Back in September, an acquaintance of my sister's was tasered to death by Nashville Metro Police outside a show at the Mercy Lounge. The kid was 22, drunk, and a little bit high. The cops had him outside the bar and were trying to reason with a drunk 22-year-old. He wouldn't listen. They sprayed him with pepper spray, which fucking hurts, if you've never had the experience and he went beserk, running around the parking lot, taking off his shirt, drunkenly trying to stop the pain. When he wouldn't obey their commands to lay down, the police discharged their tasers over 18 times. Onto a drunk, skinny, kid acting like an idiot at a bar. He died.

Atlanta police are underpaid, but seem to be better trained than Nashville police. One day I'll write the story of my sister's experience with the Nashville force in May of 2003. Not enough time has passed yet for me to write that story, but let me tell you; they don't train their police enough in Nashville. The police there make mistakes that could be easily avoided by better training. A twenty-two year old guy is dead, because he got too drunk in a bar and the police didn't know how to handle that simple, everyday occurrence properly. It was an accident that could have been prevented.

My middle sister did not return to Nashville this year for Thanksgiving; she had to work. What she is thankful for most this year is living in Atlanta. The Metro Nashville police force had a little bit to do with that.

Eighteen

I had a good Thanksgiving up in Nashville this year. My mother was there, and so was my youngest sister, and the in-laws. Mom and father-in-law aren't in the best health. Youngest sister has progressed to angry adolescent - and become quite beautiful. It's as if at night her anger and body grow a little bit each day; being a teenager is so, so difficult. In a few years though, I know we'll get to be good friends again.

I let go of a lot of my own teenage anger Thanksgiving weekend. I had a little help. When I was small, my Grandfather made me a cedar chest that I used for my toys. It's one of the things that survived my parent's divorce, but barely; my father, one night in a drunken rage, used a black permanent marker to graffiti all over the inside lid. He no doubt tried to smash the thing too, but failed. He was more successful in smashing the cedar chest my Grandfather had given my mother, which had more detail work that was easier to break.

I had avoided getting the chest of toys from my mom because I didn't know how to deal with dad's graffiti. It had become this physical symbol in my mind of how he was hellbent on destroying everything with his drinking, and every time I thought about the chest I felt like I wanted to vomit. But it was time; my mother is moving on with her life, and that means moving on with her furniture and decorating. She needed my cedar chest to leave her house.

The in-laws know a very good carpenter, an immigrant from Mexico who does some of the most beautiful detail work you've ever seen. He picked up the chest from my mother's house, and sanded down the graffiti.
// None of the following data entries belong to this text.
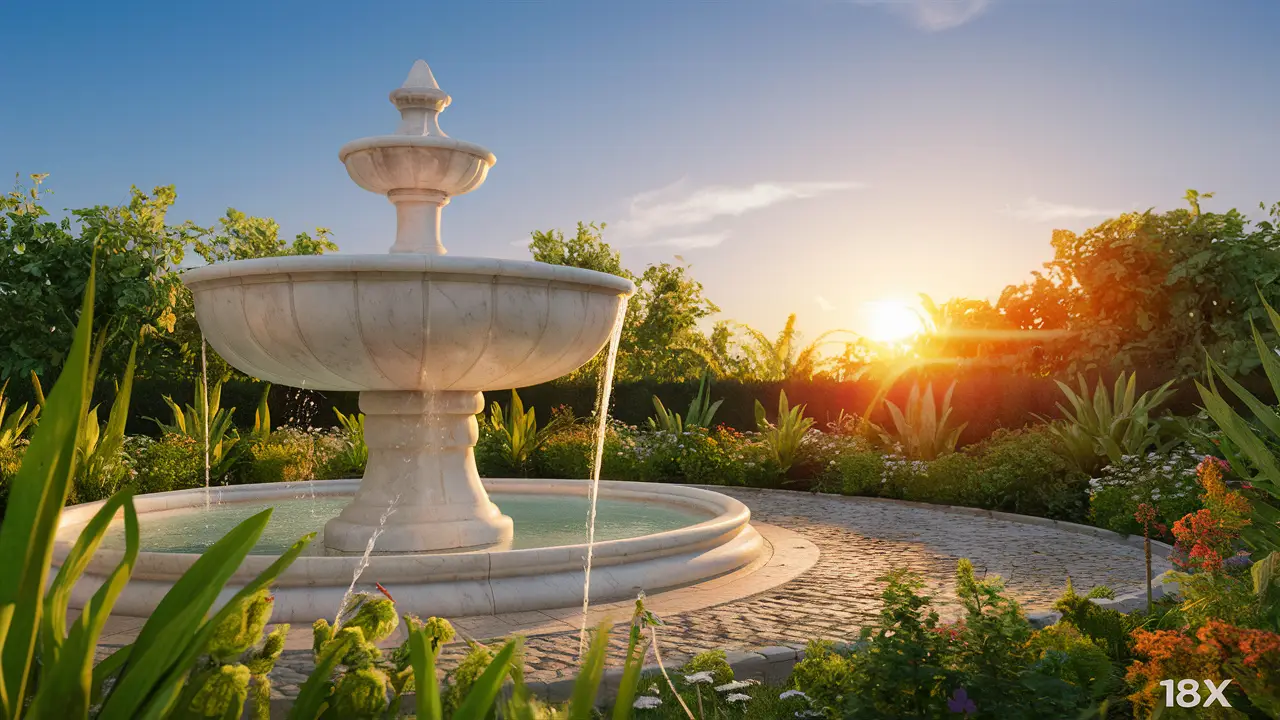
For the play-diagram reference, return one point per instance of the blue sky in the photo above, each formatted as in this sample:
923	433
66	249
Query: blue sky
803	155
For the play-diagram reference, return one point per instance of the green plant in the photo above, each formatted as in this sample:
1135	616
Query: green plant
924	432
784	438
165	464
1020	472
287	455
263	417
206	415
145	678
1102	425
1256	458
14	424
713	661
519	432
99	449
353	427
700	413
1168	482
He looked it over; someone had tried to take a hammer to the legs, but found them unable to break. The carpenter admired my Grandfather's craftsmanship, and said this was a perfect example of a chest to give a child - nearly impossible to break but nice enough that they would still want it as an adult.

I sorted through the toys, painfully throwing out those that were now just rags, saving a couple of things, keeping the nicest ones for charity (and, OK, one or two for me). This weekend I'll move the chest into the new baby's room and start storing quilts in there. Maybe. The husband likes the chest so much he's arguing for it to go in our room. I don't know; the graffiti is sanded off, but the chest holds too much weight still.

I can't imagine how my mother feels when she looks at her piece; the divorce has been so expensive that she hasn't got the money to fix it yet. The back is smashed in, the feet broken off, the inside lid also defaced. It can probably be put back together, after some time and expense. I'm thankful for that. If it's one thing I quietly told myself this year in Nashville, it's that I'm thankful for the idea that some things can be fixed; you just have to find the right tools and know-how. Time helps, too.